標高1,300m~1,600mに位置するキスゲ平の気温は、関東地方の平地と比べ、8℃~10℃低くなります。夏は涼しく大変快適です。ニッコウキスゲが咲く初夏の頃はまだ肌寒く、霧降高原の地名のとおり霧の日が多くなります。霧の日は日差しがなくさらに寒く感じますので、服装は暖かくしてお越しください。
夏は、雷雲が発生しやすく、急な雷雨に見舞われることがありますのでご注意ください。
キスゲ平は、昭和40年に日光市がスキー場を開設し、首都圏に近いスキー場として親しまれてきましたが、平成16年に閉鎖されました。この間、ゲレンデ整備のため毎年刈払いが行われ草原状態が維持されてきました。
このように人間の手が入ることによって維持される草原は「半自然草原」と呼ばれ、日当たりの良い環境に適応した植物が生育します。かつては牛馬の飼料とするための採草地など、半自然草原が各地にありましたが、今では珍しくなってしまいました。
様々な花が咲くキスゲ平の半自然草原を維持していくため、今では毎年秋に刈り払いを行っています。

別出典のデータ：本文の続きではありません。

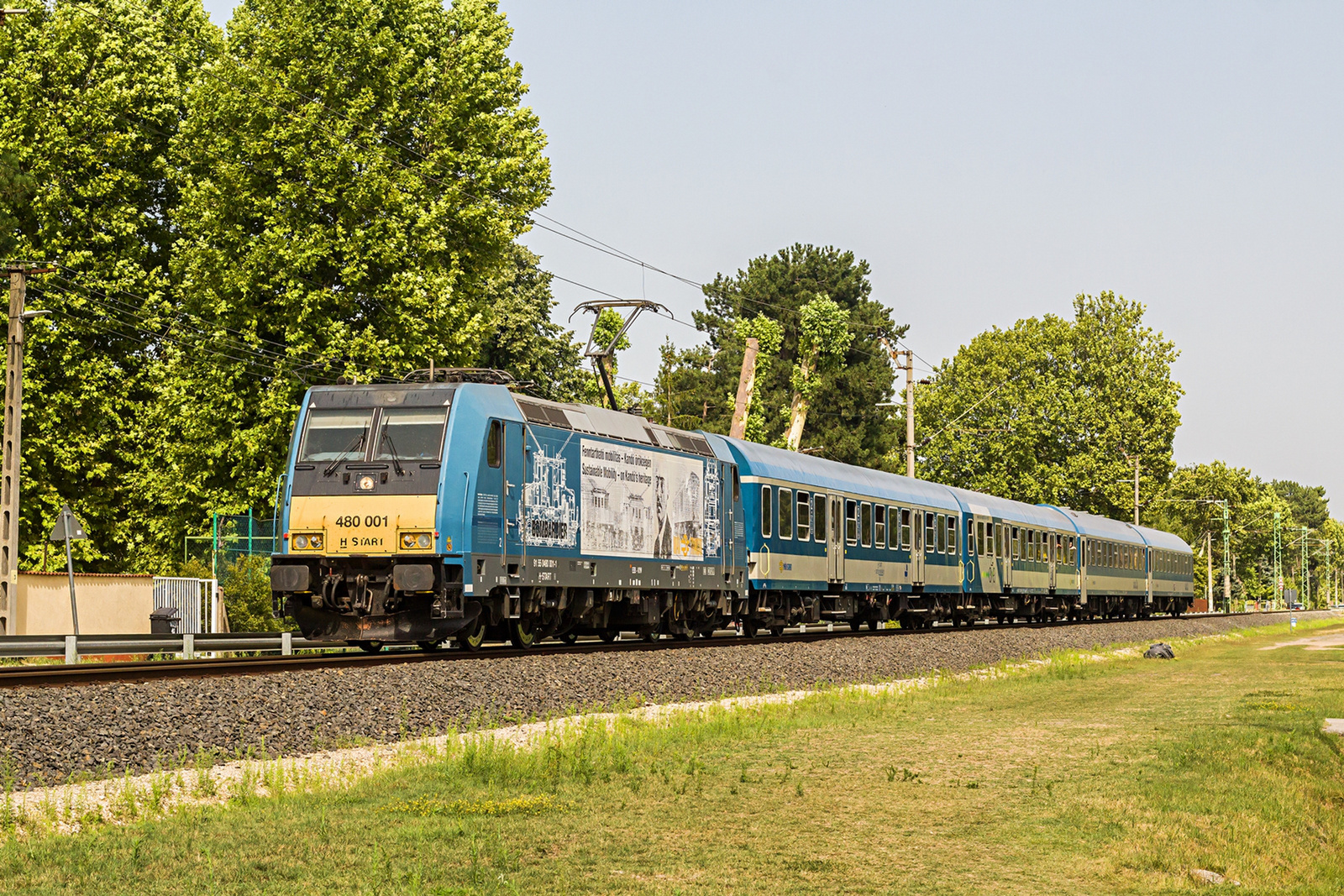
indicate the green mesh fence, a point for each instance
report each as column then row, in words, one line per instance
column 232, row 537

また、草地管理試験区を設け、適切な草原管理の方法を研究しています。
毎年、地元ボランティア、有志団体、市職員等のご協力を得ながらキスゲの補植活動を行っています。
昭和の終わり頃から平成の始めにかけて、シカの食害によりキスゲが激減しました。このため日光市では平成6年にシカ侵入防止柵を設置、園地出入口には回転扉などが設置されています。
柵を維持していくため、定期的に巡視点検を行っています。
近年、本来その地域に生息していなかった外来種が増加し、在来種が減少するといった問題が各地で発生しています。キスゲ平園地においてもオオハンゴンソウが増加しつつあることから継続的に除去活動を行っています。。
令和4年度は、¥294,762の募金が寄せられました。
この募金は、年2回行われるニッコウキスゲの補植にかかる費用に活用させていただきました。